Posted: 09 Sep 2016 05:21
by Three B's Racing
Cibachrome??? My Man!! I as well dove in that wet process along with B&W. Got all my wet room items from Free Style Photo in Hollywood, Ca back in the 70's. Same here hobby and smal, but smaller business. Shot for Raceway Parks for a few years and have tons of slide and B&W's of all the big names in Top Fuel from the 70's.

Re: Photo fixing

Posted: 09 Sep 2016 06:00
by bertvorgon
That is too cool, we both must be close in age! My dad was a photographer during the war as it was a hobby of his. I ended up buying all my own dark room equipment, which I still have to this day. I got my kids interested in school, so they both took photography and re-set up my dark room in the basement. My son continued with Photo Journalism in College.

My "little" business was doing some industrial pictures for my work and some jewelry photography...that is TOUGH!

Re: Photo fixing

Posted: 09 Sep 2016 11:16
by subwoffers
A professional photo scanner will have software that scans and restores colours to 98% perfect. I have a Epson V500/700 film scanner and it restored all my pics from the 60's which look worse than that to full colour. If you have the original negatives, even better.

I can help you scan those. I have access to a V700.

Re: Photo fixing

Posted: 27 Sep 2016 06:23
by Three B's Racing
bertvorgon wrote:That is too cool, we both must be close in age! My dad was a photographer during the war as it was a hobby of his. I ended up buying all my own dark room equipment, which I still have to this day. I got my kids interested in school, so they both took photography and re-set up my dark room in the basement. My son continued with Photo Journalism in College.

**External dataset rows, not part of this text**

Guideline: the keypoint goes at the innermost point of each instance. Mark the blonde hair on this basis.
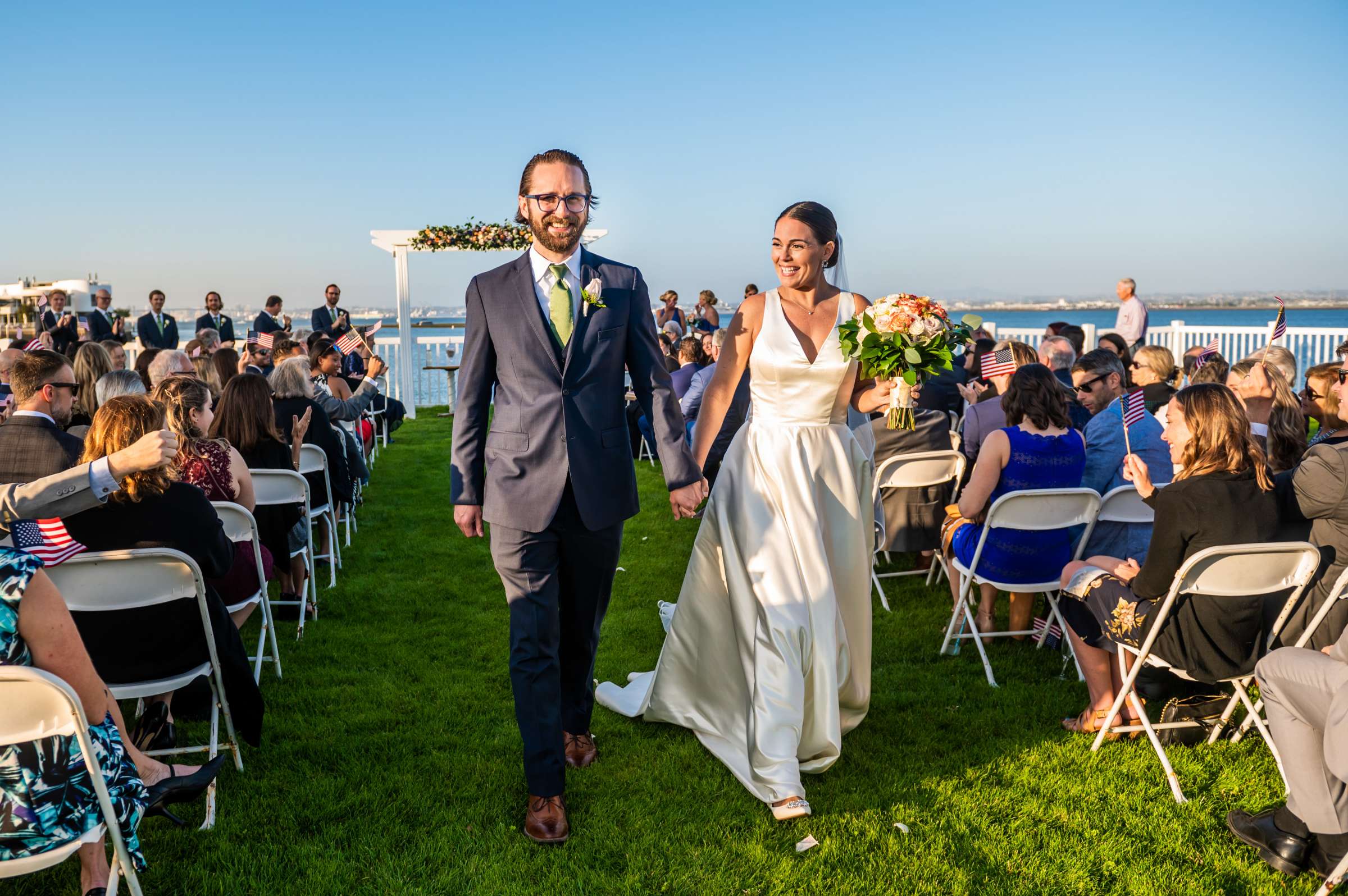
(1219, 435)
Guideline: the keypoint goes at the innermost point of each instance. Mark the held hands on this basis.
(1136, 470)
(684, 500)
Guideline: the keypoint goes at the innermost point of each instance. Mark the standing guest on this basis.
(116, 354)
(1222, 496)
(985, 418)
(92, 362)
(143, 362)
(60, 322)
(170, 363)
(1320, 403)
(328, 318)
(216, 320)
(31, 441)
(671, 312)
(106, 324)
(1131, 321)
(1097, 379)
(219, 470)
(246, 419)
(156, 329)
(270, 320)
(1037, 449)
(115, 383)
(156, 642)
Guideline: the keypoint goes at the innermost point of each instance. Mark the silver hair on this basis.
(115, 383)
(169, 363)
(290, 379)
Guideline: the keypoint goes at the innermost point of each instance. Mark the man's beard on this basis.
(560, 244)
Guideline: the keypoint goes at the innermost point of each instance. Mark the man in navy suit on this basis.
(328, 318)
(213, 320)
(103, 322)
(157, 331)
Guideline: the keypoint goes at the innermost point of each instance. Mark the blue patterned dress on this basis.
(46, 798)
(1014, 556)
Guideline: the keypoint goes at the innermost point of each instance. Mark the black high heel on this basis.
(183, 790)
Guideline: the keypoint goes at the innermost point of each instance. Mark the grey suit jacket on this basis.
(560, 413)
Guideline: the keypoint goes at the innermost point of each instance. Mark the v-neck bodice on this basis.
(785, 387)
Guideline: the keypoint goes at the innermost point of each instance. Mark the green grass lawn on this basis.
(390, 762)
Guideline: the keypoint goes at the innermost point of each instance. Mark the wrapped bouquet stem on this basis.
(907, 339)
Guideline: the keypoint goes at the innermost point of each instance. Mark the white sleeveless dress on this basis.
(769, 654)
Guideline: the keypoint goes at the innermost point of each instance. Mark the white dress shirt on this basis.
(544, 281)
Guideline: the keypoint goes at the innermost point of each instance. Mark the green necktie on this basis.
(560, 304)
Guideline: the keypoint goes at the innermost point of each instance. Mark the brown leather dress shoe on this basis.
(580, 749)
(547, 820)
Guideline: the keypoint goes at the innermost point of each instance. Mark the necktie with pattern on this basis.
(560, 304)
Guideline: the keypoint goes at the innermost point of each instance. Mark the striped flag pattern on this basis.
(45, 540)
(998, 363)
(1279, 325)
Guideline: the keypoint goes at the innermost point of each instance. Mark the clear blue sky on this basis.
(1014, 149)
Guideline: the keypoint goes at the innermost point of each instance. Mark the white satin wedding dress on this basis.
(769, 652)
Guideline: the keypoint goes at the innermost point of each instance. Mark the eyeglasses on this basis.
(1086, 387)
(576, 203)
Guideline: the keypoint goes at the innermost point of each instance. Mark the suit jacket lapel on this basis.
(531, 310)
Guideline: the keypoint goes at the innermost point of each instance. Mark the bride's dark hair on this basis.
(821, 223)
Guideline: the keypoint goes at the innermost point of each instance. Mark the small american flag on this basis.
(1279, 325)
(45, 540)
(998, 363)
(1208, 351)
(1133, 408)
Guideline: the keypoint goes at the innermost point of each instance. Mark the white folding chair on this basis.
(280, 488)
(1035, 511)
(240, 526)
(312, 460)
(921, 469)
(1232, 570)
(39, 705)
(107, 581)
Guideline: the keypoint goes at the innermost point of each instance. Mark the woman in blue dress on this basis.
(1037, 449)
(46, 797)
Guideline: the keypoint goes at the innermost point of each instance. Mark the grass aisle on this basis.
(391, 760)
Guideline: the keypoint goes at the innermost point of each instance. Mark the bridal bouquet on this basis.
(907, 339)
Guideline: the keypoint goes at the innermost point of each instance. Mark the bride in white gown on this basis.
(769, 654)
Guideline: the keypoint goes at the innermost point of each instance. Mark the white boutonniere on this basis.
(591, 297)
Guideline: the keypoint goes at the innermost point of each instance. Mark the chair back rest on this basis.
(1039, 510)
(280, 487)
(1124, 506)
(103, 581)
(35, 705)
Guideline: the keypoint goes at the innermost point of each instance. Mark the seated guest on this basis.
(1037, 449)
(1154, 371)
(293, 394)
(115, 383)
(31, 441)
(156, 642)
(92, 362)
(46, 797)
(246, 419)
(143, 360)
(219, 470)
(1304, 693)
(170, 363)
(1223, 495)
(1099, 383)
(983, 418)
(1284, 438)
(116, 354)
(1320, 403)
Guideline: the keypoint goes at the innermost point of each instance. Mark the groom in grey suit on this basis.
(553, 473)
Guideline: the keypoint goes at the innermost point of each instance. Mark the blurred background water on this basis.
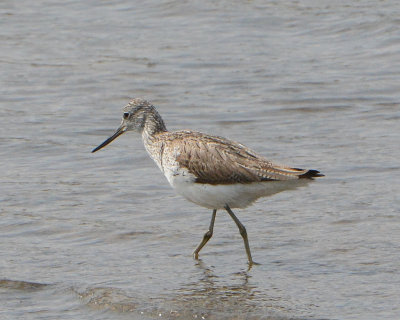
(312, 84)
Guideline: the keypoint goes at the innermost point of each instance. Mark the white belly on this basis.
(233, 195)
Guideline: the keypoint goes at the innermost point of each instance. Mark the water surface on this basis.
(99, 236)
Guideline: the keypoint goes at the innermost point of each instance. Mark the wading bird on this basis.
(213, 172)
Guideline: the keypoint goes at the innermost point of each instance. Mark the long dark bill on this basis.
(117, 133)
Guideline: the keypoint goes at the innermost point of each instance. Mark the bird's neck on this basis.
(153, 126)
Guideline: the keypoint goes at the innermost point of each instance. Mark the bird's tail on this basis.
(311, 174)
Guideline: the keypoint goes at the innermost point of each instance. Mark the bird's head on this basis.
(134, 118)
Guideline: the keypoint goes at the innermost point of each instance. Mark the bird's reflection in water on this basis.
(221, 297)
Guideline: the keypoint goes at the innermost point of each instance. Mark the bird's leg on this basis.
(243, 233)
(207, 236)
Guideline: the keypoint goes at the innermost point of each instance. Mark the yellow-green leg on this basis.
(243, 233)
(207, 236)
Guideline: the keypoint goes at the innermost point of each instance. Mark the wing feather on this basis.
(216, 160)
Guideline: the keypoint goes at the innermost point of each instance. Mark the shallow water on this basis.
(100, 236)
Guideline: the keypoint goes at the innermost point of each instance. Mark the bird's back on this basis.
(219, 161)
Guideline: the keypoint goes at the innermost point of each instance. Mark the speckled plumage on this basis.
(210, 171)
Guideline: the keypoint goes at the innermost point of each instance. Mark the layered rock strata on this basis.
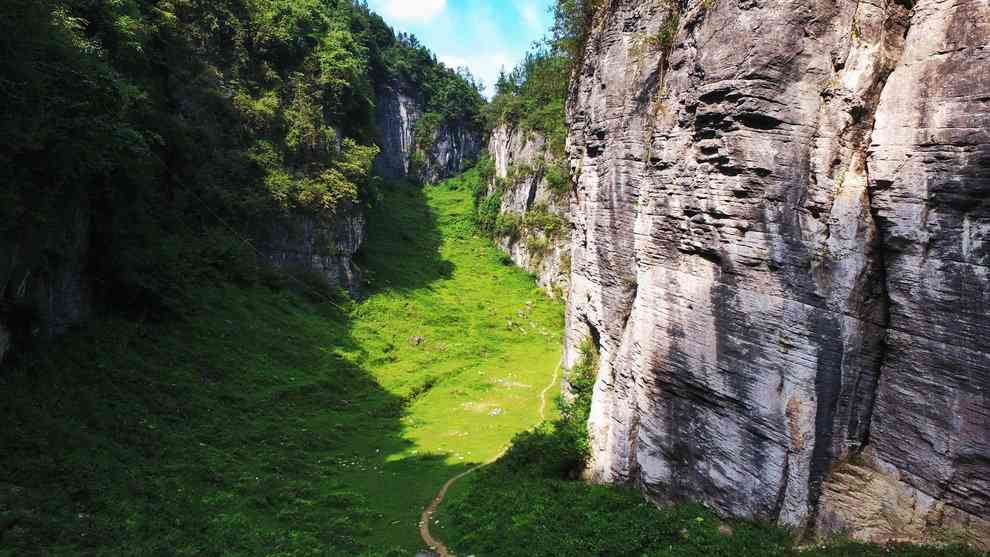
(452, 149)
(545, 254)
(780, 248)
(322, 245)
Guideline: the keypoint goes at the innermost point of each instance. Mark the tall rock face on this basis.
(520, 158)
(452, 149)
(327, 246)
(780, 246)
(44, 288)
(396, 114)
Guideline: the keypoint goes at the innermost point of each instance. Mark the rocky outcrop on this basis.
(520, 158)
(44, 289)
(396, 115)
(453, 148)
(780, 247)
(324, 245)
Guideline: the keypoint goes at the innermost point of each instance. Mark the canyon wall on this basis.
(527, 192)
(44, 288)
(781, 220)
(300, 242)
(452, 149)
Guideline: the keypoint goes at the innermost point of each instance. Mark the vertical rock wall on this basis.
(44, 289)
(545, 255)
(299, 242)
(455, 146)
(779, 225)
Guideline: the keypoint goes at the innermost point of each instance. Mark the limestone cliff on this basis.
(313, 244)
(44, 288)
(780, 246)
(521, 160)
(452, 148)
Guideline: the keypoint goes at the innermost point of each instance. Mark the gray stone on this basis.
(324, 245)
(510, 146)
(452, 150)
(779, 244)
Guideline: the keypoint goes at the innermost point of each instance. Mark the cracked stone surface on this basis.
(510, 146)
(780, 246)
(454, 147)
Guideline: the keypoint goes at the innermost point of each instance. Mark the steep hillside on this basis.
(526, 204)
(779, 252)
(150, 147)
(270, 422)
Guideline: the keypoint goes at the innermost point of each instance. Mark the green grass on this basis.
(528, 505)
(266, 423)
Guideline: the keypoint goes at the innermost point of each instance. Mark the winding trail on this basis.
(424, 519)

My "little" business was doing some industrial pictures for my work and some jewelry photography...that is TOUGH!
I think your a bit grey'r than I 8>) as I'll be 61 in Jan. I still have all my dark room tools, why I don't know but my enlarger I use as a lamp so it still getS to stretch it's legs some. Jewelry photos macro baby!! I can see it as a reflective challenge, I have a bellows for that and F/32 which is a dream but currently a transformed D70 to infrared has been fun.